Almost any time Curve manager P.J. Forbes has been asked about his team, he's gone to his stock answer.
"We're young, and that's exciting," Forbes has said repeatedly. "You want to be young in Double-A as an organization."
He's exactly right, too.
For most of the Curve's existence, the opening-day roster has included numerous players who had bounced around the minor leagues for close to a decade and had called a dozen or more cities home at some point or another.
The overwhelming majority of those guys - save for a rarity like Adam Hyzdu - had no shot of ever helping the Pirates or any other big league team. And everyone knew it.
They were placeholders, plain and simple - guys who could fill out Double-A rosters and serve as leaders while helping take pressure off the younger prospects.
But why not put pressure on those prospects? Find out if they're good enough, let them sink or swim at an advanced level and learn early on if they have what it takes.
The Pirates began to do just that last year, stacking the Curve roster with a bevy of young players in just their third or fourth pro season. Or in pitcher Justin Wilson's case, just his second year.
It not only worked, the Double-A youngsters such as Matt Hague, Josh Harrison, Chase d'Arnaud, Jordy Mercer and Rudy Owens met the challenge and carried the Curve to their first Eastern League championship.
So it's time to start over this year, with a new batch of young Double-A talent (and Mercer, the only one of the above group who's returning).
Some of the newcomers have more experience than others. Outfielder Quincy Latimore, for instance, played a full season at high-A Bradenton and hit 19 homers with 100 RBIs, while center fielder Starling Marte (60 games), second baseman Brock Holt (47) and third baseman Jeremy Farrell (75) were limited by injuries there in 2010.
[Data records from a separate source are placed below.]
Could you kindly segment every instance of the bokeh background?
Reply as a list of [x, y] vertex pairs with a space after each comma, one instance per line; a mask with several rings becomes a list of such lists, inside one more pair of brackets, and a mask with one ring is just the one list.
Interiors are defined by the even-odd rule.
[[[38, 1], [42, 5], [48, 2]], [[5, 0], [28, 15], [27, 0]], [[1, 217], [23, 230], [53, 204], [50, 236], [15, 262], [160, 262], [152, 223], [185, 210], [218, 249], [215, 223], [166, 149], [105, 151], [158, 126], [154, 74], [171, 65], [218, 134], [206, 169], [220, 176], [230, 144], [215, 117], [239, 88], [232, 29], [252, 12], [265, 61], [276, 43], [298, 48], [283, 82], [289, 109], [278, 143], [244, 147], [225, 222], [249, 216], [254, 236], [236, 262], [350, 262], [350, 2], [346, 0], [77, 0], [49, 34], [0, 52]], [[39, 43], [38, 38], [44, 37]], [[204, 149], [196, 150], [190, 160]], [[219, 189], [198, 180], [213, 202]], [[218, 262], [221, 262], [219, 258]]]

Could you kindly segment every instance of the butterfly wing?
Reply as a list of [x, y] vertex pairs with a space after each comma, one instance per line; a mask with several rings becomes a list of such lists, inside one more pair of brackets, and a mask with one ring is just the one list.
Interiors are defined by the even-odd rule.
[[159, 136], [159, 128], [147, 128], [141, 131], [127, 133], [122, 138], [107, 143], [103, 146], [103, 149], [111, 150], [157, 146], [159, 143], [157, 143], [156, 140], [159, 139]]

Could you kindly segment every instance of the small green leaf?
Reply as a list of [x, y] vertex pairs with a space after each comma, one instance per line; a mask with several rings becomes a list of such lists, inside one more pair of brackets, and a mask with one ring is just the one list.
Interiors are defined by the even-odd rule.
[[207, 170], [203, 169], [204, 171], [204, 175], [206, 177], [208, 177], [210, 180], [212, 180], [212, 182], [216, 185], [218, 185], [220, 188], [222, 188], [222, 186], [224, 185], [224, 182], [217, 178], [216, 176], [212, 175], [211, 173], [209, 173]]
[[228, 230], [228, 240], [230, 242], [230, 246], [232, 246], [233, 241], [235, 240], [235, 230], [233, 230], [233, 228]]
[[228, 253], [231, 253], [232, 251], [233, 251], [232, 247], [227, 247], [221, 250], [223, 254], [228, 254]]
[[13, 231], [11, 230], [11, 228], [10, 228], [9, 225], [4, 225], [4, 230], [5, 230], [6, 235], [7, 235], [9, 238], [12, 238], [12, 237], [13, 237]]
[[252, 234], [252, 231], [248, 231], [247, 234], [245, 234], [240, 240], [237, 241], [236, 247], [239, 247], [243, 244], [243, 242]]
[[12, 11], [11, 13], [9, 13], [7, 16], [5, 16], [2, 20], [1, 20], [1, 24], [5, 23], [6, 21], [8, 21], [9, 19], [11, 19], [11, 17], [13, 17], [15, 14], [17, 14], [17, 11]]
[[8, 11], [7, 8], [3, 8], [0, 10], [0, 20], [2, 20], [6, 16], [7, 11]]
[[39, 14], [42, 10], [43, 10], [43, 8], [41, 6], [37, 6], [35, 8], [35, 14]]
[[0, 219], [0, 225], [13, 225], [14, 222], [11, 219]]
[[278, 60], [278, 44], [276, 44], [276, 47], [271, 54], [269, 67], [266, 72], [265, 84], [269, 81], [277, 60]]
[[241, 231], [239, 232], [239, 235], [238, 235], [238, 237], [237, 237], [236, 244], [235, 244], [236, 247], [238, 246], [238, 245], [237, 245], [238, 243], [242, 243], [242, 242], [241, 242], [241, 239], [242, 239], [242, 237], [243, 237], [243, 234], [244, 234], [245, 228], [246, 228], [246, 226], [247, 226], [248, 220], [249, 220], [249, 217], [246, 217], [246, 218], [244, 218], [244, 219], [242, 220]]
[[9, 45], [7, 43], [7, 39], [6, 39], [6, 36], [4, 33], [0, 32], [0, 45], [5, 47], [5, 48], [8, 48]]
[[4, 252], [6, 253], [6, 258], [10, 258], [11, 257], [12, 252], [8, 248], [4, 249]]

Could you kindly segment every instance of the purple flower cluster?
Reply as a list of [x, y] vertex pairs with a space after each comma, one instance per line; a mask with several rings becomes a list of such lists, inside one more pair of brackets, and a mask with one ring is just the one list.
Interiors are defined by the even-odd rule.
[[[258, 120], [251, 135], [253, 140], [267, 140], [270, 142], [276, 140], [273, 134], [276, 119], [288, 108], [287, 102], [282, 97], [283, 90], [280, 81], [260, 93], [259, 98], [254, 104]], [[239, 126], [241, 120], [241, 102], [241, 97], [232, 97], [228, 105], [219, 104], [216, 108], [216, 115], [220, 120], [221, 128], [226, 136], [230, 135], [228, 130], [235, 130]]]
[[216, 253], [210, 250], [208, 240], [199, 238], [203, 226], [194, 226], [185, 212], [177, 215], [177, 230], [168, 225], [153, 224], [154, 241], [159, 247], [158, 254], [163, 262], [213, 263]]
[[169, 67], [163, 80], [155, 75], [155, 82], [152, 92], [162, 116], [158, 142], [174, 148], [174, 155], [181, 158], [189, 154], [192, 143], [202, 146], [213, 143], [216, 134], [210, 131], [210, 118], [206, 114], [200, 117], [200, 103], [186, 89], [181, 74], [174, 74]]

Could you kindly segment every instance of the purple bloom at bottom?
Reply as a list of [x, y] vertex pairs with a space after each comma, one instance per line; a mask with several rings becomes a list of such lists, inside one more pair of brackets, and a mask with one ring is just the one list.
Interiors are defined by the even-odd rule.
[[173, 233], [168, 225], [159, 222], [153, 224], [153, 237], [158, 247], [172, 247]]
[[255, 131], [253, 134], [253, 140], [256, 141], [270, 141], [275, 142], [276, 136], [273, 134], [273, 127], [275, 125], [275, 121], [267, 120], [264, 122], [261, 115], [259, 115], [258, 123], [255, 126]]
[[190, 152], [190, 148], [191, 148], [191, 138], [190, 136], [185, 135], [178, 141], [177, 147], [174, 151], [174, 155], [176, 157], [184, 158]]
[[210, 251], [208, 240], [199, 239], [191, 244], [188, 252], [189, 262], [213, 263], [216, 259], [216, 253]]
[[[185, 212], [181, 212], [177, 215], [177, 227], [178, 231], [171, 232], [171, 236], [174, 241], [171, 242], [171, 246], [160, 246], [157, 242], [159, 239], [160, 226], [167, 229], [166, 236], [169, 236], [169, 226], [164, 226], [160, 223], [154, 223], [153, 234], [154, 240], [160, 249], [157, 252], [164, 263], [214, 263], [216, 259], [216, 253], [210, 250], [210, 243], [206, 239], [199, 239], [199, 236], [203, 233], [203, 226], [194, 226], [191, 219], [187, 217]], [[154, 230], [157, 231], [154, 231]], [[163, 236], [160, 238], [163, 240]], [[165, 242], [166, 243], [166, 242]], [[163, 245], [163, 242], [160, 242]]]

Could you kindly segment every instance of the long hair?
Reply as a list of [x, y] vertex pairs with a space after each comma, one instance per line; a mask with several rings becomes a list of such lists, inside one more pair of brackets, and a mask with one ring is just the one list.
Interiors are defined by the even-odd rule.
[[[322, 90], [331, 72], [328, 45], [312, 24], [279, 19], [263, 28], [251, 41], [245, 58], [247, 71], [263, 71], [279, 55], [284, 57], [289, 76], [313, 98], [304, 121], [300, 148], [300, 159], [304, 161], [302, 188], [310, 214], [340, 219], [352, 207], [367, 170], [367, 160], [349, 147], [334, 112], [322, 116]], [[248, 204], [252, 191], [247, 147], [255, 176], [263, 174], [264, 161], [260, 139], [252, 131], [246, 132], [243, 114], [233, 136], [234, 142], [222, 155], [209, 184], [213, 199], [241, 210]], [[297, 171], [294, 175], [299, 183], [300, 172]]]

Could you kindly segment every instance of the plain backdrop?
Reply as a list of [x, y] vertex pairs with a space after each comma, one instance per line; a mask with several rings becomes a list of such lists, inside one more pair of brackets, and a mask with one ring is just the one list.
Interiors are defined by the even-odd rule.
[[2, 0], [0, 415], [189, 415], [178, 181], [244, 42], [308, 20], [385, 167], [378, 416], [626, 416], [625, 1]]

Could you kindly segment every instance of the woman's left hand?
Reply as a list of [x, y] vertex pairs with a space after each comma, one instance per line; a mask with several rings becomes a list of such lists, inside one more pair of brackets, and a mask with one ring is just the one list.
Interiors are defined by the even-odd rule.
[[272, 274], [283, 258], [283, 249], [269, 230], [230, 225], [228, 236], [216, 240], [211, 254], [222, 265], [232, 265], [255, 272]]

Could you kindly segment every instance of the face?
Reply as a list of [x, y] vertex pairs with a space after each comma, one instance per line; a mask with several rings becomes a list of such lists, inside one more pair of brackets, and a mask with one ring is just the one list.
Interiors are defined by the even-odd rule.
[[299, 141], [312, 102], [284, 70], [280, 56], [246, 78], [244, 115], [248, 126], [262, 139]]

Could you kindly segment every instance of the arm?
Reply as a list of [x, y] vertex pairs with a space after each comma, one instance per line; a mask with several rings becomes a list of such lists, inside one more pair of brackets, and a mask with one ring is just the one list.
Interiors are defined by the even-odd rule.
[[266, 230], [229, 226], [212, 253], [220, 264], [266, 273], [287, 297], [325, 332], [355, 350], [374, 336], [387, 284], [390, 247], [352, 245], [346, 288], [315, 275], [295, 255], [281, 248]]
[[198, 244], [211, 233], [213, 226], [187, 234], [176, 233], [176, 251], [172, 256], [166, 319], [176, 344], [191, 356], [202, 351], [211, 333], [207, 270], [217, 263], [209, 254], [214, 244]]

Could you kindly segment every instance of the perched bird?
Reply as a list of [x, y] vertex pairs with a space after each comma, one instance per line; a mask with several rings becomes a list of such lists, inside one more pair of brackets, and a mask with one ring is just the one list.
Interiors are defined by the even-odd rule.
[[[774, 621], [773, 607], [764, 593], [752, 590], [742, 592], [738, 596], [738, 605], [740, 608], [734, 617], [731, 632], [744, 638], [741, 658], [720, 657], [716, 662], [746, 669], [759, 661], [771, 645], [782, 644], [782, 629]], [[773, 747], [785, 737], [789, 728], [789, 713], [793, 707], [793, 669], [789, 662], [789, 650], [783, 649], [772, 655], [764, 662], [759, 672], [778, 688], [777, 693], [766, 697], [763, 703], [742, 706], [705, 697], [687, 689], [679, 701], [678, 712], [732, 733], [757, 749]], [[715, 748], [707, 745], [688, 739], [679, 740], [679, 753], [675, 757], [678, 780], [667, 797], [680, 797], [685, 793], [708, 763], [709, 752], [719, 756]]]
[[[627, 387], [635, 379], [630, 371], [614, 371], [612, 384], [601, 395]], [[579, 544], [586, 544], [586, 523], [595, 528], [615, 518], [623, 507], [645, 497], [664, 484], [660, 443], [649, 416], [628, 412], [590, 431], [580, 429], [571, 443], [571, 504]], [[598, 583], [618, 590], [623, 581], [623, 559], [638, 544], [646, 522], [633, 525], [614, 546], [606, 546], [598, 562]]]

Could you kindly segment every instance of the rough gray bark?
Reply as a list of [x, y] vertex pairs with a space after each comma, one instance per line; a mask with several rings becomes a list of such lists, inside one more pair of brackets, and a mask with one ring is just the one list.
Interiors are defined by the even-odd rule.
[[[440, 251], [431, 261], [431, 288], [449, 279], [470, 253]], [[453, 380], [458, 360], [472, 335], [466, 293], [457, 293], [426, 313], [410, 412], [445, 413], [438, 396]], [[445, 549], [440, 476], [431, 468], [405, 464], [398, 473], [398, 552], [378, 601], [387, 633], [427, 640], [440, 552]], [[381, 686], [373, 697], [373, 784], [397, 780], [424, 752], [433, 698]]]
There's very little chance Marte, Holt and Farrell would have been allowed to start this season with the Curve in years past. But the Pirates' current front office is now showing faith in those kind of young prospects and challenging them to prove they deserve it.
Do they deserve it?
If so, this will be a good season for the Curve.
If not, there will be a lot of growing pains this summer at Blair County Ballpark.
Some predictions as opening day approaches:
Record prediction: 76-66
Playoffs: Yes, finishing second in the Western Division
They'll be better if: The Pirates leave most of the prospects in Double-A all season, like they did last year. The organization really helped out the Curve in 2010 by keeping the team together instead of sending the better players to Triple-A. If many of the top players are promoted this season, there won't be much help coming up from Single-A.
They'll be worse if: One of two things happens - either the pitching prospects who are expected to lead the way (Jeff Locke, Bryan Morris and Aaron Pribanic) all struggle, or if a large number of the young hitters get overmatched by Double-A pitching.
Biggest strength: Starting pitching, although the bullpen looks solid, too.
Biggest weakness: Inexperience in the everyday lineup.
A good sign will be: Three of these four - outfielders Starling Marte and Quincy Latimore and infielders Brock Holt and Jeremy Farrell - are productive at the plate. If that happens, the offense should be strong.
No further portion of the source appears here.